When one has to approach any exalted being within the Dharmic framework, we do that via Upasana. That is Upa (upon/similar) + Asana (position). In other words - being in the position of.

If you were to be in the process of Upasana of Krishna, for example, the aim was to raise your consciousness so we reach the position of Krishna’s consciousness. Unless I was Krishna himself, how could I ever understand the import of what he said or did?

But sometimes even that is not enough. We often wonder sometimes why we did something we did in the past. Why did we indeed?

Every moment and every situation brings its set of factors impacting our decisions. Along with them, there are certain uncertainties that we have to deal with. And, decision-making time is not unlimited. Within that time, we have to make the decision given the factors that we have at hand and the uncertainties facing us.

As complex as it seems, this is the simplest scenario.

For, we could be in a group with many people who are willing to place hurdles in our way at every step. No matter what we do.

Even when it goes against their professed stand in public or the good of many. The greed for profit they may make by destroying everything around them may propel them to do anything. Even the most egregious things.
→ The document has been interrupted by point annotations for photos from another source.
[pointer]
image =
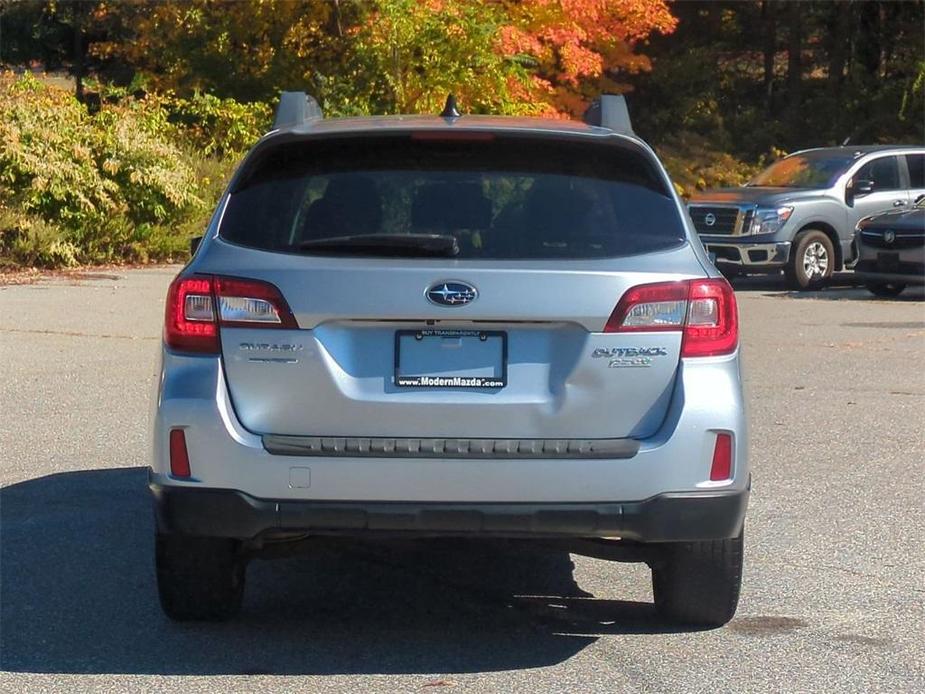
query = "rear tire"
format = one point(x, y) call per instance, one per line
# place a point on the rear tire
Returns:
point(885, 289)
point(199, 578)
point(812, 261)
point(698, 583)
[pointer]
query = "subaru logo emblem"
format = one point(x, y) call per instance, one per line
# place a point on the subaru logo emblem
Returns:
point(451, 293)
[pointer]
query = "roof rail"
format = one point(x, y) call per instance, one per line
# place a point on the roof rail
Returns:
point(296, 108)
point(610, 111)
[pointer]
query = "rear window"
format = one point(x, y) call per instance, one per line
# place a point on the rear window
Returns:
point(500, 198)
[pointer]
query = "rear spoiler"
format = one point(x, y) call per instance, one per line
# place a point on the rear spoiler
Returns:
point(610, 111)
point(295, 109)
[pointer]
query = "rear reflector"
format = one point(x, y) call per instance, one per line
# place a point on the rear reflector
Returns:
point(179, 458)
point(197, 306)
point(703, 310)
point(722, 458)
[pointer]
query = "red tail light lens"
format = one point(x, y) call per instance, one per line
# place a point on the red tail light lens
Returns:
point(704, 310)
point(721, 469)
point(179, 458)
point(190, 324)
point(197, 306)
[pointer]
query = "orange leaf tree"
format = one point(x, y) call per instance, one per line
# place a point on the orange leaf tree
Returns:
point(580, 48)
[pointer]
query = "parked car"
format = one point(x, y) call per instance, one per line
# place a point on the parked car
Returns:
point(451, 325)
point(799, 214)
point(891, 250)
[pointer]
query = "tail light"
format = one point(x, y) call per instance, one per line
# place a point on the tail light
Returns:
point(179, 457)
point(703, 310)
point(198, 306)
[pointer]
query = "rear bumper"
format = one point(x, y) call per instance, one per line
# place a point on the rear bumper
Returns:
point(669, 517)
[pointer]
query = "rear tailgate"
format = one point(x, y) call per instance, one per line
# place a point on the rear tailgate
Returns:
point(548, 237)
point(565, 378)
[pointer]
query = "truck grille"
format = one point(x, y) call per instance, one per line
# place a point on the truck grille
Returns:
point(717, 220)
point(901, 239)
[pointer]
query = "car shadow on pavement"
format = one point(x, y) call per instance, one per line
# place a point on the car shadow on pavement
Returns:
point(77, 595)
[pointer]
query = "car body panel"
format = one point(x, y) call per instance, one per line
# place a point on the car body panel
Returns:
point(891, 247)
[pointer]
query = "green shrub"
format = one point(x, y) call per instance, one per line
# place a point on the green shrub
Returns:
point(92, 188)
point(32, 242)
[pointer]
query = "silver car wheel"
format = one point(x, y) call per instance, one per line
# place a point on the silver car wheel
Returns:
point(815, 260)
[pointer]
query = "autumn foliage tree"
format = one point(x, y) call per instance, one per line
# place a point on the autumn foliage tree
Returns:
point(580, 48)
point(385, 56)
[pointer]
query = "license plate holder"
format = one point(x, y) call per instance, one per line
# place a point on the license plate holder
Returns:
point(463, 359)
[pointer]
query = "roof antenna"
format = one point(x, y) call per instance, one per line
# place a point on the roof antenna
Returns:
point(450, 110)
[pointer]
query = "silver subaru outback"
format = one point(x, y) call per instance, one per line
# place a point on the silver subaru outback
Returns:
point(444, 326)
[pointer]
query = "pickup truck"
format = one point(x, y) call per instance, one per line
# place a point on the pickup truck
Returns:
point(799, 214)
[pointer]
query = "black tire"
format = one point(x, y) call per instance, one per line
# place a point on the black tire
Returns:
point(698, 583)
point(199, 578)
point(812, 249)
point(885, 289)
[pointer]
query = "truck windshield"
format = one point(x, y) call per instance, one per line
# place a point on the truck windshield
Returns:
point(807, 170)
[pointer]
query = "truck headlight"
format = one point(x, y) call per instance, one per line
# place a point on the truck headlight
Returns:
point(768, 220)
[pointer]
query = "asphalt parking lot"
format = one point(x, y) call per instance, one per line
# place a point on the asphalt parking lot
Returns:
point(833, 600)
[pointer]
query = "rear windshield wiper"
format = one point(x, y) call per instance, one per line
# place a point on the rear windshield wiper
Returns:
point(387, 245)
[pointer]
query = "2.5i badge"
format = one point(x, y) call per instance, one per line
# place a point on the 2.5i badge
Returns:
point(629, 357)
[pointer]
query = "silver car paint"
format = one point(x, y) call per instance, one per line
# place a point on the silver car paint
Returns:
point(554, 312)
point(824, 206)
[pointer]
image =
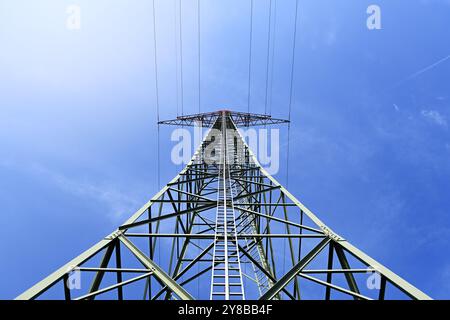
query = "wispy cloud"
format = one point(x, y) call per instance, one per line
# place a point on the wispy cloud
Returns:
point(118, 203)
point(423, 70)
point(435, 117)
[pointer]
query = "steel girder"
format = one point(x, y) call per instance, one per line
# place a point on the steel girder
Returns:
point(168, 245)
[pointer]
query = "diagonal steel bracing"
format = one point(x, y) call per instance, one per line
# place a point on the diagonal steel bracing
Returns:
point(223, 228)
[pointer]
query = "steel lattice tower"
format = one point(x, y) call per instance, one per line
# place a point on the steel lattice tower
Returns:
point(223, 228)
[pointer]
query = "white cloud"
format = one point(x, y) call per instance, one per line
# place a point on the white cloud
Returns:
point(435, 117)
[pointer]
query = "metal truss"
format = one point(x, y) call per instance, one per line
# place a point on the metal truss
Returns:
point(223, 228)
point(240, 119)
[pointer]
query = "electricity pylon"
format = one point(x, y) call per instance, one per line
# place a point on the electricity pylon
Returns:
point(223, 228)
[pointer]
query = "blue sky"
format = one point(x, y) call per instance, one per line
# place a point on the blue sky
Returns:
point(370, 143)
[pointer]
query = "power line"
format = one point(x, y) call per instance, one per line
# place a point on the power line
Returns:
point(199, 70)
point(273, 54)
point(176, 57)
point(291, 90)
point(181, 58)
point(268, 53)
point(250, 55)
point(157, 88)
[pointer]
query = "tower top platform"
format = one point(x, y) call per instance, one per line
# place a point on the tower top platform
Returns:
point(240, 119)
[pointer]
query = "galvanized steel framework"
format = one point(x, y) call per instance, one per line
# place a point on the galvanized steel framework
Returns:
point(225, 222)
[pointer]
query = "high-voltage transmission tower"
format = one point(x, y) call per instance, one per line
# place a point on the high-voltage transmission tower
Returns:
point(223, 228)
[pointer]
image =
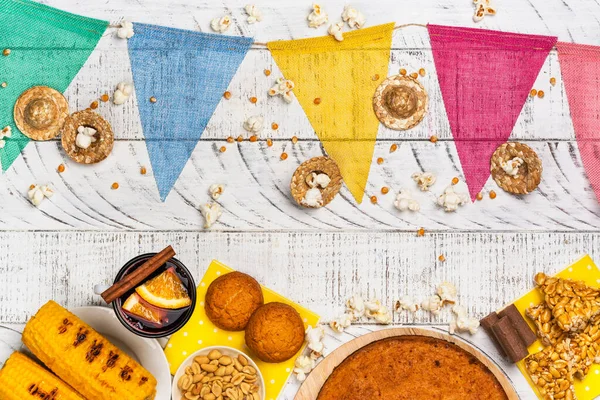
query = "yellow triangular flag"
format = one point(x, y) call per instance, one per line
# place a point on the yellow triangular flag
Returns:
point(343, 76)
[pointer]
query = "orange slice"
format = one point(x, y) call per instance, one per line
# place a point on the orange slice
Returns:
point(165, 291)
point(135, 305)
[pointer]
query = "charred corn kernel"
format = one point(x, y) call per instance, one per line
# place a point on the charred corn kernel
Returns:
point(84, 359)
point(22, 378)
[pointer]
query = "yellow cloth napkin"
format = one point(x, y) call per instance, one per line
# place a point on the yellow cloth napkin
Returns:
point(200, 332)
point(583, 270)
point(341, 74)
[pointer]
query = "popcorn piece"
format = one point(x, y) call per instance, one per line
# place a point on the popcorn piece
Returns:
point(85, 137)
point(216, 190)
point(38, 193)
point(122, 93)
point(450, 200)
point(353, 17)
point(483, 8)
point(335, 30)
point(254, 14)
point(312, 198)
point(424, 180)
point(284, 88)
point(404, 201)
point(220, 24)
point(254, 124)
point(317, 17)
point(432, 304)
point(512, 166)
point(447, 293)
point(302, 366)
point(407, 303)
point(211, 212)
point(126, 30)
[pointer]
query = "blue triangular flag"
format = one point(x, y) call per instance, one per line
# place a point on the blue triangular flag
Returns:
point(187, 72)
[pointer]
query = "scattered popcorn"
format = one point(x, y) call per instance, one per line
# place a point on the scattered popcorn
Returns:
point(335, 30)
point(216, 190)
point(317, 17)
point(432, 304)
point(450, 200)
point(126, 30)
point(447, 293)
point(211, 212)
point(302, 367)
point(254, 14)
point(512, 166)
point(463, 323)
point(314, 340)
point(122, 93)
point(424, 180)
point(254, 124)
point(284, 88)
point(407, 303)
point(38, 193)
point(353, 17)
point(5, 132)
point(220, 24)
point(483, 8)
point(318, 180)
point(341, 322)
point(85, 137)
point(312, 198)
point(404, 201)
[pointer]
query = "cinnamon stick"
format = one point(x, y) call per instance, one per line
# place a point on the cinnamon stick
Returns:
point(134, 278)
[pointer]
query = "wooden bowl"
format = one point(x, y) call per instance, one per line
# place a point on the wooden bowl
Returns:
point(312, 385)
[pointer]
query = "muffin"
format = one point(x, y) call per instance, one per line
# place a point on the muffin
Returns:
point(275, 332)
point(231, 299)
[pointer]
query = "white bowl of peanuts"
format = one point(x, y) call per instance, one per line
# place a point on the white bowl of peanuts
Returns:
point(218, 372)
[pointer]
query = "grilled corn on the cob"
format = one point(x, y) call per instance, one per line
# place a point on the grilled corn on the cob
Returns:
point(84, 359)
point(24, 379)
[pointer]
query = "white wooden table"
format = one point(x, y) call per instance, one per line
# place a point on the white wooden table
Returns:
point(86, 232)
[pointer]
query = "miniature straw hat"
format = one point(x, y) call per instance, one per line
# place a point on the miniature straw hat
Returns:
point(324, 165)
point(98, 150)
point(400, 102)
point(40, 112)
point(529, 173)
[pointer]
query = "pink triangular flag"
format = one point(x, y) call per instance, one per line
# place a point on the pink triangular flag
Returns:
point(485, 77)
point(580, 66)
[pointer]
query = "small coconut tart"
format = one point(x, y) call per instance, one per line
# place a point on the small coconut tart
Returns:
point(400, 102)
point(98, 150)
point(324, 165)
point(516, 168)
point(40, 112)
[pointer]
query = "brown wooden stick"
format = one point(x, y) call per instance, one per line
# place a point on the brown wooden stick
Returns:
point(134, 278)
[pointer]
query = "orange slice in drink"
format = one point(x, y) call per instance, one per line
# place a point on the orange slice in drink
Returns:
point(136, 306)
point(165, 291)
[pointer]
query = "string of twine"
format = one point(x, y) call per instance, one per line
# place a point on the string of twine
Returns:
point(263, 44)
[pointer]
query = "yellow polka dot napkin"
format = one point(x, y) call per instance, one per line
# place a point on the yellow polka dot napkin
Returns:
point(582, 270)
point(200, 332)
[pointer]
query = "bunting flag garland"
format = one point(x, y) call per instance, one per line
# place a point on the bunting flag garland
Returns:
point(187, 72)
point(340, 75)
point(580, 66)
point(47, 47)
point(485, 77)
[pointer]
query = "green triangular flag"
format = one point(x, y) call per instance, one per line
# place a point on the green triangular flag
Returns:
point(47, 47)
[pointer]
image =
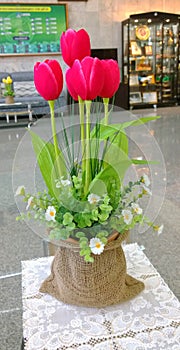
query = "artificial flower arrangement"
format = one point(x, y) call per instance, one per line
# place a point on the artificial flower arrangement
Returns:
point(85, 199)
point(8, 86)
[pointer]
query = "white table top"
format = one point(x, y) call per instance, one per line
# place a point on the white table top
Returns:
point(150, 321)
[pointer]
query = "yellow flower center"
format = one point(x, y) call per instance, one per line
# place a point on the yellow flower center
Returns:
point(98, 245)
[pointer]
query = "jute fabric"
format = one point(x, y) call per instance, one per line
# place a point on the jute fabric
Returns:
point(101, 283)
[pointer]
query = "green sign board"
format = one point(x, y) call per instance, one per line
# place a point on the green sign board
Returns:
point(31, 29)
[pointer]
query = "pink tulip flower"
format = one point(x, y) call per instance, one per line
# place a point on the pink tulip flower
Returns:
point(85, 79)
point(48, 79)
point(75, 45)
point(111, 78)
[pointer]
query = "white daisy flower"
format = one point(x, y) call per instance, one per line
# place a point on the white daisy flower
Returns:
point(29, 202)
point(127, 215)
point(96, 246)
point(146, 190)
point(93, 198)
point(20, 191)
point(136, 208)
point(146, 180)
point(50, 213)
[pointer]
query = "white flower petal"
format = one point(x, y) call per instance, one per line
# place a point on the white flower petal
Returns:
point(127, 215)
point(146, 180)
point(50, 213)
point(96, 246)
point(136, 208)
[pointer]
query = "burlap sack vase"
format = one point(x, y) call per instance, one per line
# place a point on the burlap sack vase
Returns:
point(101, 283)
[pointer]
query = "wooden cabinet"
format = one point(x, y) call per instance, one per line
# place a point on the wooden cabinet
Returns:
point(150, 60)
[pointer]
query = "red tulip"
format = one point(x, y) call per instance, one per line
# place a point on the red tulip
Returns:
point(75, 45)
point(85, 78)
point(48, 79)
point(111, 78)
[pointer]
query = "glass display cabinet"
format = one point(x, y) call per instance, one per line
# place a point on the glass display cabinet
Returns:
point(150, 60)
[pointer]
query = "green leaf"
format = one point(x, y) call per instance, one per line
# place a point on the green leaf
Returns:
point(143, 161)
point(137, 122)
point(46, 159)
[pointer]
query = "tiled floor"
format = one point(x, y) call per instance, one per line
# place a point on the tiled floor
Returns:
point(19, 241)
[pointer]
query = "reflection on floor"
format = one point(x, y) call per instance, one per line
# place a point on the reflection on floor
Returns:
point(19, 242)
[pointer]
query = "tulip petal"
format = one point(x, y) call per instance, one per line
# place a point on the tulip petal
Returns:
point(66, 41)
point(76, 82)
point(74, 45)
point(81, 45)
point(93, 72)
point(111, 78)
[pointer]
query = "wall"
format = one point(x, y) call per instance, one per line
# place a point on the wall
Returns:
point(101, 18)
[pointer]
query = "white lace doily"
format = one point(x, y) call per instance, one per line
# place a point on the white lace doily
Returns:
point(149, 321)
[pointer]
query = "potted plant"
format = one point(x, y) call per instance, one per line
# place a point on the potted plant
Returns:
point(8, 90)
point(87, 207)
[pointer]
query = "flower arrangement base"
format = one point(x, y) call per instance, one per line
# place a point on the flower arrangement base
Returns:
point(9, 99)
point(101, 283)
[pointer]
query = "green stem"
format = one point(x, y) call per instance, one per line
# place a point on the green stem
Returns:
point(106, 112)
point(82, 130)
point(106, 121)
point(88, 168)
point(56, 148)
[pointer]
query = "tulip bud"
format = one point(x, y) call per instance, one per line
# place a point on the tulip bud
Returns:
point(85, 79)
point(48, 79)
point(111, 78)
point(75, 45)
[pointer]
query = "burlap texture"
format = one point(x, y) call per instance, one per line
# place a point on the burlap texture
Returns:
point(101, 283)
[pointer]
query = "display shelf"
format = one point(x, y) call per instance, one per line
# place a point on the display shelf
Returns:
point(150, 60)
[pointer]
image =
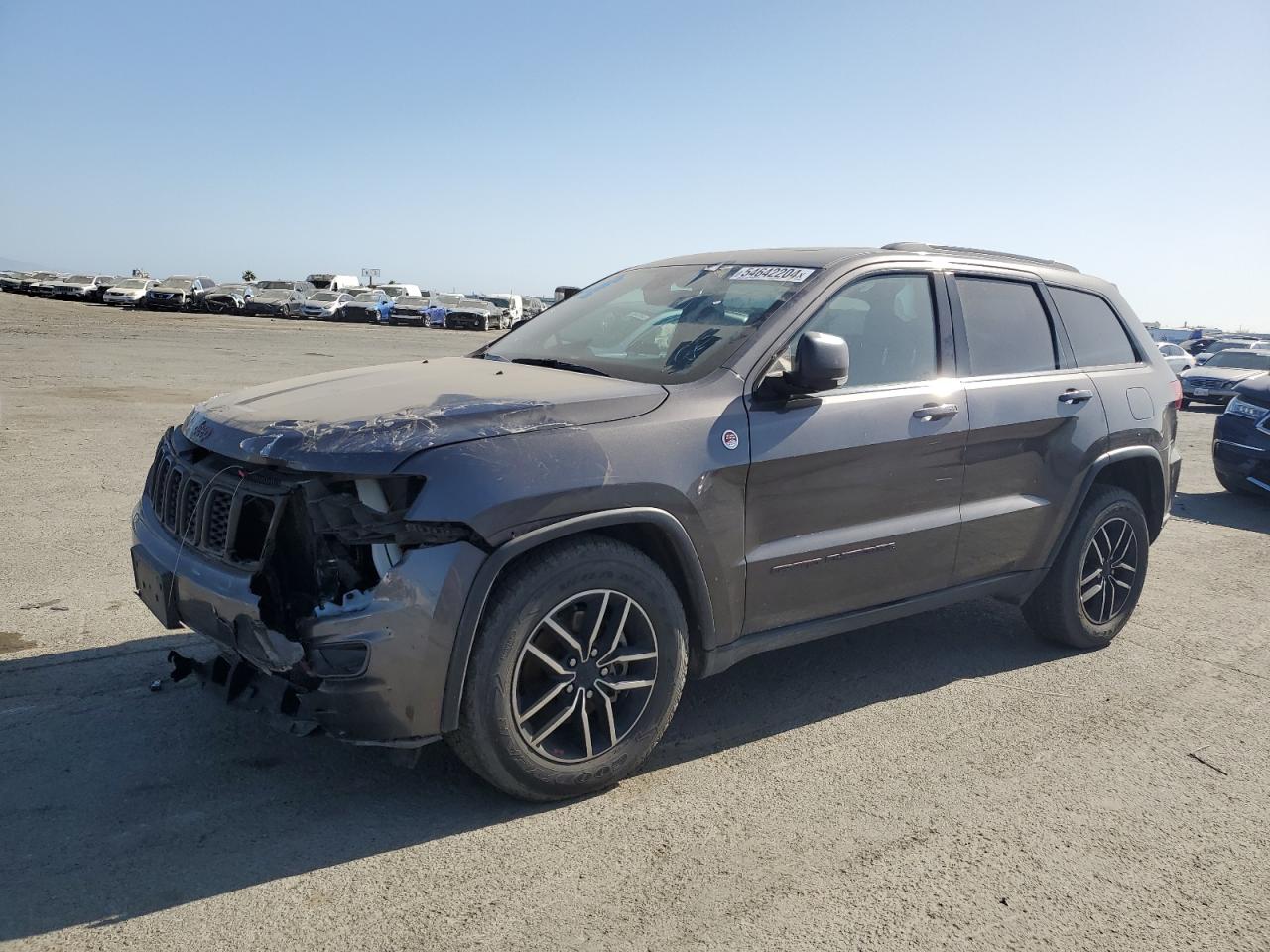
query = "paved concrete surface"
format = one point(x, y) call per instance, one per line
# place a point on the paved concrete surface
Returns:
point(947, 780)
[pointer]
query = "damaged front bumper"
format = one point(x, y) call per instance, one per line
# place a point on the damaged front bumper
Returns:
point(370, 669)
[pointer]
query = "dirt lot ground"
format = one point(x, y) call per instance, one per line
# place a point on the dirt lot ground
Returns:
point(945, 780)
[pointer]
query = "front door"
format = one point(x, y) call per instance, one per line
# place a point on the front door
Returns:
point(852, 498)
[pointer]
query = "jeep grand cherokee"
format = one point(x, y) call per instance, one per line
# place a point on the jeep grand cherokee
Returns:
point(527, 549)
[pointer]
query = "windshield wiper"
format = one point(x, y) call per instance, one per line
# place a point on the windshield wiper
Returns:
point(559, 365)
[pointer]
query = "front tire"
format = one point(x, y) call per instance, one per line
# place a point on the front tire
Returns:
point(1093, 585)
point(575, 673)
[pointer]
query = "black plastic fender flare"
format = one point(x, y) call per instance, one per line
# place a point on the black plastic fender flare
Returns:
point(477, 597)
point(1091, 475)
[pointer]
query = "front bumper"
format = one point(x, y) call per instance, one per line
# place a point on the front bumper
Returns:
point(1211, 394)
point(400, 638)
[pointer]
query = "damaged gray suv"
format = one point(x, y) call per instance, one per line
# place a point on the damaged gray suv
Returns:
point(527, 551)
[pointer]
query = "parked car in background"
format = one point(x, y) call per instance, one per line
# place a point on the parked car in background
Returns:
point(1224, 344)
point(82, 287)
point(31, 280)
point(414, 308)
point(1176, 358)
point(276, 302)
point(229, 298)
point(12, 281)
point(509, 302)
point(368, 307)
point(476, 313)
point(127, 293)
point(333, 282)
point(45, 286)
point(1214, 382)
point(398, 290)
point(180, 293)
point(281, 284)
point(1241, 438)
point(324, 304)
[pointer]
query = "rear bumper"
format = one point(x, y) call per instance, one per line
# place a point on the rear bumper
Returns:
point(399, 639)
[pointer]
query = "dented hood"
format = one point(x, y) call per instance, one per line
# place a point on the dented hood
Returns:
point(370, 419)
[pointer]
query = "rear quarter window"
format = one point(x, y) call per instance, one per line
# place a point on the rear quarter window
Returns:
point(1096, 334)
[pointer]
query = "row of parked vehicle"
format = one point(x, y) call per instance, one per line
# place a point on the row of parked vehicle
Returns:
point(325, 298)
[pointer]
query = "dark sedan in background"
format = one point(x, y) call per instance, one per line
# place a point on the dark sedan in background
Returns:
point(1214, 382)
point(1241, 439)
point(276, 302)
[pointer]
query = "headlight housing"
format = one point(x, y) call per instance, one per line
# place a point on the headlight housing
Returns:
point(1246, 409)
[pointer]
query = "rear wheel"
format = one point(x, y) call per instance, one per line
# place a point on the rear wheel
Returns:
point(575, 671)
point(1092, 588)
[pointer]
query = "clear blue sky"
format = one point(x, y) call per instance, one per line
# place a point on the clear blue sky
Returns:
point(525, 145)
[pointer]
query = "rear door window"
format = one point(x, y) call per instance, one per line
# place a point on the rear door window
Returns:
point(1095, 331)
point(1006, 326)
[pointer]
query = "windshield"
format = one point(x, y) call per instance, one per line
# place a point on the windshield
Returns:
point(1236, 358)
point(666, 324)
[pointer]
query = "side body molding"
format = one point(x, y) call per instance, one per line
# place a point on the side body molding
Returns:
point(694, 580)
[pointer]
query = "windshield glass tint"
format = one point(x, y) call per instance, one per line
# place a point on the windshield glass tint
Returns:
point(665, 324)
point(1232, 358)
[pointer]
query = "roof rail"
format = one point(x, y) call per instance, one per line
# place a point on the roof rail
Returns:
point(975, 252)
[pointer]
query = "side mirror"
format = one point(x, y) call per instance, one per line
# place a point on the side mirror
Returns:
point(821, 362)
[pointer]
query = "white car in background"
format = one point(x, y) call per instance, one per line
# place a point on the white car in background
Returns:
point(324, 304)
point(1176, 358)
point(127, 293)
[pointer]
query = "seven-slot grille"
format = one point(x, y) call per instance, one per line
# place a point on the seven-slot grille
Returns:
point(218, 513)
point(1211, 382)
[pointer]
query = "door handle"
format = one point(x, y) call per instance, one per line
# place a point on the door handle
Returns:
point(935, 412)
point(1075, 397)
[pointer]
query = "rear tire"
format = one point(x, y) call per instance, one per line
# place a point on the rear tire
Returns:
point(548, 715)
point(1093, 585)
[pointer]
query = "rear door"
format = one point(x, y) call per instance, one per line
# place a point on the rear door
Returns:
point(852, 497)
point(1035, 421)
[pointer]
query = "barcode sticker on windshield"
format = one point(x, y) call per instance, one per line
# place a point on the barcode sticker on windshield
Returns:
point(770, 272)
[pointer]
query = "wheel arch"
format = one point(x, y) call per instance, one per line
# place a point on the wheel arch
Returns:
point(1137, 470)
point(656, 532)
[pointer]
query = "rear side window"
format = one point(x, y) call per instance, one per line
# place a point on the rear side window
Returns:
point(1006, 326)
point(1096, 334)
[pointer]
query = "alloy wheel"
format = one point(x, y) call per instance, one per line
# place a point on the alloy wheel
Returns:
point(584, 675)
point(1109, 570)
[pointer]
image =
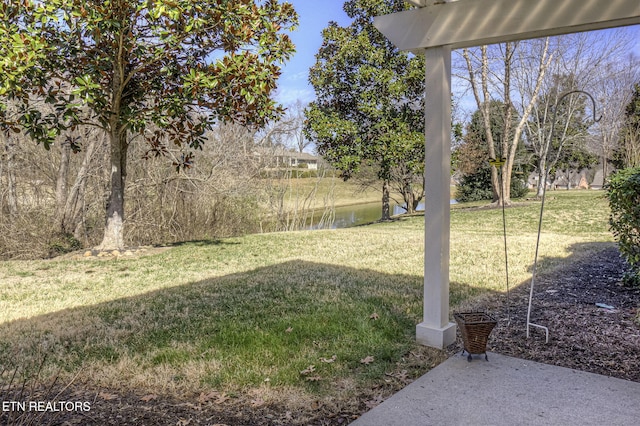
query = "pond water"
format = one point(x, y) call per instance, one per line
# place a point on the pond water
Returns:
point(360, 214)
When India was faced with the COVID pandemic, India was the only country in the world where sitting governments in Delhi and Mumbai orchestrated a mass exodus of workers who had come to those cities from other parts of the country. Specific instructions, threats, and misinformation was circulated. No arrangements were made for proper streamlining. All the benefits of a lockdown were thrown away.

India was the only country where administrators and other forces, supposedly responsible, worked to create a mass spread of the virus.

When faced with such extreme uncertainty that had no precedence in the world along with power-hungry unconscionable public forces, those decisions had many, many variables. The decisions made at those times with the factors and information at hand are very hard to judge now. Yet those who cannot even tell their arse from the elbow, love to write tomes on how it was done wrong.

To give someone the power to spread anarchy, chaos and misery is bad enough. That they then get to judge those who mitigate their evil is what denigrates us as a society!